RSF provides Lithuanian prosecutors with more evidence in support of hijacking complaint against Belarus
Reporters Without Borders (RSF) has provided the Lithuanian prosecutor-general’s office in Vilnius with detained Belarusian journalist Raman Pratasevich’s three forced confessions as additional evidence in support of the complaint RSF filed on 25 May accusing the Belarusian president of “hijacking an aircraft with terrorist intent.”
Reporters Without Borders (RSF) has provided the Lithuanian prosecutor-general’s office in Vilnius with detained Belarusian journalist Raman Pratasevich’s three forced confessions as additional evidence in support of the complaint RSF filed on 25 May accusing the Belarusian president of “hijacking an aircraft with terrorist intent.”
Extracted by the Belarusian authorities from Pratasevich after forcing his Ryanair flight from Athens to Vilnius to land in Minsk on 23 May, and broadcast by the Belarusian state media, the forced confessions were formally communicated by RSF to the prosecutor-general’s office on 1 July.
These forced confessions show that, when the Belarusian authorities diverted the plane in order to arrest Pratasevich, they did so with the intention of terrorising the Belarusian population, and in particular independent journalists, by showing not only that they could be arrested anywhere and imprisoned arbitrarily, but also that they could be forced to make public false confessions and publicly disavow their beliefs.
The Belarusian authorities have broadcast filmed confessions by Pratasevich three times: on the state TV channel ONT on 24 May, the day after his arrest; in a 90-minute interview broadcast by ONT on 3 June; and finally when Pratasevich participated with senior officials in a press conference at the Belarusian foreign ministry on 21 June.
Each time, Pratasevich said he was speaking of his own free will, that he had been treated well and that he was pleading guilty to the accusations brought against him by the Belarusian authorities. He recognised having tried to overthrow President Lukashenko and even praised him, saying that he realised that Lukashenko “is doing what is needed,” that he has “unconditional respect for him” and that Lukashenko has “balls of steel.”
However, there is every reason to doubt the sincerity of his statements and to conclude that they were extracted with a particular aim. Pratasevich is being held by the Belarusian authorities and is at their complete mercy. He is facing very heavy sentences and is threatened with the possibility of extradition to separatists in eastern Ukraine’s Donbass region who are backed by Russia (which has initiated criminal proceedings against him for his presumed role in the hostilities).
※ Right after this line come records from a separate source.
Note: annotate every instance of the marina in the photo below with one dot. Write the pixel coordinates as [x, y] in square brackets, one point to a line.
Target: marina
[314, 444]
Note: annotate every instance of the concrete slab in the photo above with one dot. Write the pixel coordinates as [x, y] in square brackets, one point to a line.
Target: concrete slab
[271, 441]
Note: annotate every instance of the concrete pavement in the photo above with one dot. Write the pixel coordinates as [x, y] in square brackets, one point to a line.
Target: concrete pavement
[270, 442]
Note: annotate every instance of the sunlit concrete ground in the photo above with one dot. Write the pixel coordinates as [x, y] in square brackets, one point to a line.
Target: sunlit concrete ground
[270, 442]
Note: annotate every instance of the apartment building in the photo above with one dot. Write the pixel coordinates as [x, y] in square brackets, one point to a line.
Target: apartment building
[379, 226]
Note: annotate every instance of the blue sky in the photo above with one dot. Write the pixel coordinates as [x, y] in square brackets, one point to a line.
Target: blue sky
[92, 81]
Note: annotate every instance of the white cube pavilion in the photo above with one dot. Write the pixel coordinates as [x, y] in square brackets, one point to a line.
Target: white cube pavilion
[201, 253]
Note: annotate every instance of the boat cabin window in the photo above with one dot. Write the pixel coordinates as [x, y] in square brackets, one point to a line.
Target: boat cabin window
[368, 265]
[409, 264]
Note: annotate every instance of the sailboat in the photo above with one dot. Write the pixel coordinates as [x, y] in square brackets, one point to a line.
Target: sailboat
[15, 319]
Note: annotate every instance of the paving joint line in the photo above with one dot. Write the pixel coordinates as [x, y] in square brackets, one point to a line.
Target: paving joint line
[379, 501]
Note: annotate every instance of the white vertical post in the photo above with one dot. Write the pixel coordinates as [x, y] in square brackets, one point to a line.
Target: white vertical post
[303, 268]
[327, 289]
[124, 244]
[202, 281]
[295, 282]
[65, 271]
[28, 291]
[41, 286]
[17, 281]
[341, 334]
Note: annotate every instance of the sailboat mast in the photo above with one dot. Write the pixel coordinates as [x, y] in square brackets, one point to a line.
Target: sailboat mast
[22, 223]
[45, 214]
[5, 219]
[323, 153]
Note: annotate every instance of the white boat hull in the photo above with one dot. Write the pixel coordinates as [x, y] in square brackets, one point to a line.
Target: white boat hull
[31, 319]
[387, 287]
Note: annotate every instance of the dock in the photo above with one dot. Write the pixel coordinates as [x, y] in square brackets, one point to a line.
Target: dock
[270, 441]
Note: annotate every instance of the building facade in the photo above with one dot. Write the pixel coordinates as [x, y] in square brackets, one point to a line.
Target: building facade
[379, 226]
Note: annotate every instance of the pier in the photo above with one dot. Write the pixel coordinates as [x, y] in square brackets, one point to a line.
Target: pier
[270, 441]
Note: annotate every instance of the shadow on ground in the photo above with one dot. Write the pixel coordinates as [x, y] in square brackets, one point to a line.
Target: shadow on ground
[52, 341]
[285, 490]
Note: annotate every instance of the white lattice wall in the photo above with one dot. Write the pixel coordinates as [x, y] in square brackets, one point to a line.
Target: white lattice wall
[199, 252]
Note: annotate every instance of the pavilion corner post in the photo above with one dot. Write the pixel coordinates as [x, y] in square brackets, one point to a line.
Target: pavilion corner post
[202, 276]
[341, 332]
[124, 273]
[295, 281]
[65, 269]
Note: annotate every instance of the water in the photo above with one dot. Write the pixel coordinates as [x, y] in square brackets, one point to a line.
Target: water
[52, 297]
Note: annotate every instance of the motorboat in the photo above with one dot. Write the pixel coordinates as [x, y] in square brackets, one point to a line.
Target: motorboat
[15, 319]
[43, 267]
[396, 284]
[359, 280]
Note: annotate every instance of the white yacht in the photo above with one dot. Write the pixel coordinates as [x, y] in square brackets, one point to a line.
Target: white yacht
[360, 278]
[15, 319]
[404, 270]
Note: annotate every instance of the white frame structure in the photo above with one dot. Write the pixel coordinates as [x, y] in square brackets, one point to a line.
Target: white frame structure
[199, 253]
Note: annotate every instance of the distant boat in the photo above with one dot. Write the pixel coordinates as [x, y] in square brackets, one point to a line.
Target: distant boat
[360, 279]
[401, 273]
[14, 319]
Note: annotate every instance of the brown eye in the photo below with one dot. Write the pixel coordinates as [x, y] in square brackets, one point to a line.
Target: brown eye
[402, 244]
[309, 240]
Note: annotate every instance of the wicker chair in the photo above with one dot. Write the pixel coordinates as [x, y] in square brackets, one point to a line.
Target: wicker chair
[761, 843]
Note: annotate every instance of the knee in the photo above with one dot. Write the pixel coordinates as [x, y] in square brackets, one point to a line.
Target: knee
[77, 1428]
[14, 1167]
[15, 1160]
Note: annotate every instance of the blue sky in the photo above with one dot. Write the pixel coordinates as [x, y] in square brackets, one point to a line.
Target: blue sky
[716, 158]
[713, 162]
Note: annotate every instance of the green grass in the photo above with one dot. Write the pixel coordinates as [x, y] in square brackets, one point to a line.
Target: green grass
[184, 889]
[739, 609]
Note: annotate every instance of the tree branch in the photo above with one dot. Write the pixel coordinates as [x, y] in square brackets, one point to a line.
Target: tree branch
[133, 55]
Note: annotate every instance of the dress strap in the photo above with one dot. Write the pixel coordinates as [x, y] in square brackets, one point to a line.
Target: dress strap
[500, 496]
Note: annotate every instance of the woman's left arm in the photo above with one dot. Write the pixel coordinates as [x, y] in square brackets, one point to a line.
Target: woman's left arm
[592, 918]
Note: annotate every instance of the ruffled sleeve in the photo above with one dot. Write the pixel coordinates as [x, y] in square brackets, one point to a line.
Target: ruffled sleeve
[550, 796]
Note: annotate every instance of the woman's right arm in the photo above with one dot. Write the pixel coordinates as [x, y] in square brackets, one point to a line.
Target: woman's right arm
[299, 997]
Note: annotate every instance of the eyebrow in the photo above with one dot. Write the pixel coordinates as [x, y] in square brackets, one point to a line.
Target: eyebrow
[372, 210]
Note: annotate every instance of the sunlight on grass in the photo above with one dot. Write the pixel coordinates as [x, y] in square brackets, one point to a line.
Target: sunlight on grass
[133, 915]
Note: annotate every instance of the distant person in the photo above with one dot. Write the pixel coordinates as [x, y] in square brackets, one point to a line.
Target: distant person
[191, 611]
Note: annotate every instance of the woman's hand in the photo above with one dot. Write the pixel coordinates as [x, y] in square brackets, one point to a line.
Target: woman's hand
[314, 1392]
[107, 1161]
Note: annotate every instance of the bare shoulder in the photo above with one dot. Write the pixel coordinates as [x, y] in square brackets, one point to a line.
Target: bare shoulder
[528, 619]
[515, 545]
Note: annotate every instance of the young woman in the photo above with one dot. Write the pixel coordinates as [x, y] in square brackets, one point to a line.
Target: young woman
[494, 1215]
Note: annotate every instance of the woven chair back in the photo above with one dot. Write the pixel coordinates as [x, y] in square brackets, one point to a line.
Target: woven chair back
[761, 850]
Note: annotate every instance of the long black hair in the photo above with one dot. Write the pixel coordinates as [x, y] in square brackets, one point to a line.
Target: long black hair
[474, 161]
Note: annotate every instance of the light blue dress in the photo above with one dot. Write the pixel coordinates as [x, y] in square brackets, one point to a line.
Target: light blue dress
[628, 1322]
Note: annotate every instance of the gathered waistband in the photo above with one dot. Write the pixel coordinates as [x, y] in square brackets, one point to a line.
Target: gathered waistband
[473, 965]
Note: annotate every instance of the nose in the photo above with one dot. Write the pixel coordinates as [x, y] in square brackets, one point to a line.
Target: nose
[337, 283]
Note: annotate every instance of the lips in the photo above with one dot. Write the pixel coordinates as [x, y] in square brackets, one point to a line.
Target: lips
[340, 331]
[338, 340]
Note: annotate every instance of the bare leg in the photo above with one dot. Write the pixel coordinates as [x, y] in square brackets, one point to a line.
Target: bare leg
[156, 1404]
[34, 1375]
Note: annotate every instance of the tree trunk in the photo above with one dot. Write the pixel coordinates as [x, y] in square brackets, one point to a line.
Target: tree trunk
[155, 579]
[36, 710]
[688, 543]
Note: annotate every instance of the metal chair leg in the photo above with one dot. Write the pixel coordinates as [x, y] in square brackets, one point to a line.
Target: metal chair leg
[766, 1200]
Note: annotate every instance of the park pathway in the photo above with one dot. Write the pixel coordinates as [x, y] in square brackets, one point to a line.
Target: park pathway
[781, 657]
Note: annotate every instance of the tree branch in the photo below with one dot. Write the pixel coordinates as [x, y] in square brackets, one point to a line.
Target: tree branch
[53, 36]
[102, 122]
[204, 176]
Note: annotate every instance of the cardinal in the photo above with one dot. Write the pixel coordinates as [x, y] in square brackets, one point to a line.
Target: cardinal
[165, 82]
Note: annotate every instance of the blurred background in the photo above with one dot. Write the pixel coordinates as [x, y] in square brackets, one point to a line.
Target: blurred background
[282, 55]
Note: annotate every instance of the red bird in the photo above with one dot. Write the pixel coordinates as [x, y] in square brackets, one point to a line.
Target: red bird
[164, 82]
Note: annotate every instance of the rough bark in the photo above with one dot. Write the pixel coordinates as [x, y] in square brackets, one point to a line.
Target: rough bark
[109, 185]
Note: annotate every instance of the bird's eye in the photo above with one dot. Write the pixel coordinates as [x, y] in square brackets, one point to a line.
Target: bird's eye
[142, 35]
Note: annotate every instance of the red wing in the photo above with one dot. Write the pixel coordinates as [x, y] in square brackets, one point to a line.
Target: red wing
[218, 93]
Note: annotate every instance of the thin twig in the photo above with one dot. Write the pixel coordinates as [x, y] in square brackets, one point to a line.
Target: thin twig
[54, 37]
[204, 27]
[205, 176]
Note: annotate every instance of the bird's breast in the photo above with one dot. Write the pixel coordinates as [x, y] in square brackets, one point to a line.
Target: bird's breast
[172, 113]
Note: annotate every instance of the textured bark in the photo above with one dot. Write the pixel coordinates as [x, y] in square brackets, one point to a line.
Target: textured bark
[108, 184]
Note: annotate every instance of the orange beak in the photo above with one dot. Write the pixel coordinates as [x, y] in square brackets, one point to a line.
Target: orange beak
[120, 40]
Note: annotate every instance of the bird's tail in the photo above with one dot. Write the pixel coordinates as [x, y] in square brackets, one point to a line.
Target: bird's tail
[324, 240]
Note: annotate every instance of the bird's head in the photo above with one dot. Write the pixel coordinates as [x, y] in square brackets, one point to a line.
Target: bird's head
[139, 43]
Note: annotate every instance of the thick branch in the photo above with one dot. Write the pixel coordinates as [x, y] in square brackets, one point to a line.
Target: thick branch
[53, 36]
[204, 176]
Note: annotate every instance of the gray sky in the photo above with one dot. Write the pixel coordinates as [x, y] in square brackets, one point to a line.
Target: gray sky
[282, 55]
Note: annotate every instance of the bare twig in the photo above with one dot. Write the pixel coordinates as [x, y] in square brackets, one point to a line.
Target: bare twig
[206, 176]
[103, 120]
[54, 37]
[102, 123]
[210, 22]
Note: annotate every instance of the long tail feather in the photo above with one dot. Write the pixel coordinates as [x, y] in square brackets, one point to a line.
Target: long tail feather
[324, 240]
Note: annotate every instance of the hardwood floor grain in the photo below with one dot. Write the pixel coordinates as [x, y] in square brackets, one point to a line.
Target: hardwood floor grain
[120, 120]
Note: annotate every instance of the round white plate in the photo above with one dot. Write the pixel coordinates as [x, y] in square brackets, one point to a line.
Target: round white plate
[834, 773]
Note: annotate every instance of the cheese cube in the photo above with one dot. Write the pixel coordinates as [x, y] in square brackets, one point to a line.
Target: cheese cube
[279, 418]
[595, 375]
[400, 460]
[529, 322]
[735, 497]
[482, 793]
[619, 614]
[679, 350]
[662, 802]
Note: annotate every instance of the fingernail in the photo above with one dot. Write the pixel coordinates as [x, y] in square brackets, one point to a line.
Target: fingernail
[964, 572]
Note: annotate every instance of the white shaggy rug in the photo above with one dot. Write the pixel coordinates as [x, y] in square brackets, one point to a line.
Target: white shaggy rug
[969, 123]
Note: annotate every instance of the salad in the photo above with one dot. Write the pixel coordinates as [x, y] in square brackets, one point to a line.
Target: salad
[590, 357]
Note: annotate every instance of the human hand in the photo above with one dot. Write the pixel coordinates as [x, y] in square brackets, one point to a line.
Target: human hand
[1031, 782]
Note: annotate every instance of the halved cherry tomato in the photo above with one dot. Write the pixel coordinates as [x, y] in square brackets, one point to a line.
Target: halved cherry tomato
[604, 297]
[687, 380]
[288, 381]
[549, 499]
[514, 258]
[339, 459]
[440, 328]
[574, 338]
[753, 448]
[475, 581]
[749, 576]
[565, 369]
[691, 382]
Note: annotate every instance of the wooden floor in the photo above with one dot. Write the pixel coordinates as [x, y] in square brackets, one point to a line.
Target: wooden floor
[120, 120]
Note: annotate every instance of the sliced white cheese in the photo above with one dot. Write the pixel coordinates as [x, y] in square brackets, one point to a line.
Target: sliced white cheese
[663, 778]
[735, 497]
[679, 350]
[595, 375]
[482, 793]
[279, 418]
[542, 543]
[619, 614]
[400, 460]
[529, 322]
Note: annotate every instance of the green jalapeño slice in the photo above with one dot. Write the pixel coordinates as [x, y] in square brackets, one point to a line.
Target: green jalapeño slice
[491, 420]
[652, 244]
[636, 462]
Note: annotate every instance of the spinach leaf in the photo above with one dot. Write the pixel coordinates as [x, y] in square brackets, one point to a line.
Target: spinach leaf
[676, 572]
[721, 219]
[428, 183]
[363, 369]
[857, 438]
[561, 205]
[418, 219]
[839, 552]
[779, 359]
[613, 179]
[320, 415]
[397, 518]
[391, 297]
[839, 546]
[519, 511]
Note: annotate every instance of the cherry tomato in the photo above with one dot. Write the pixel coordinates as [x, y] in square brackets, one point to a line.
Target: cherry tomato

His girlfriend is also detained in Belarus.
Pratasevich’s own family has publicly said they don’t believe these confessions. After the interview was broadcast on 3 June, his father told AFP: “I know my son very well and I think he would never say such things. They have broken him and forced him to say what was necessary.” He added: “No one should believe these words because they have been extracted from my son by force, by abuses and torture.”
The letter that RSF sent to the Lithuanian prosecutor-general’s office on 1 July says these confessions should be used as evidence of the Lithuanian authorities’ terrorist intent in the investigation that the prosecutor-general’s office opened in response to RSF’s complaint.
The confessions continued the hijacking’s intimidatory objective, as much as they demonstrate this objective. They show that the purpose was not just to discredit journalists and the opposition as a whole but also and above all to terrorise them, by showing what could happen to any critics or opposition activists, namely, being forced to publicly accuse themselves and disavow their beliefs.
The public and repeated nature of these forced confessions, the fact that they were widely broadcast and the shocking use of torture prove the terrorist intention, the deliberate intent to instil terror in the public and in the journalistic community in Belarus and abroad.
Belarus is ranked 158th out of 180 countries in RSF's 2021 World Press Freedom Index.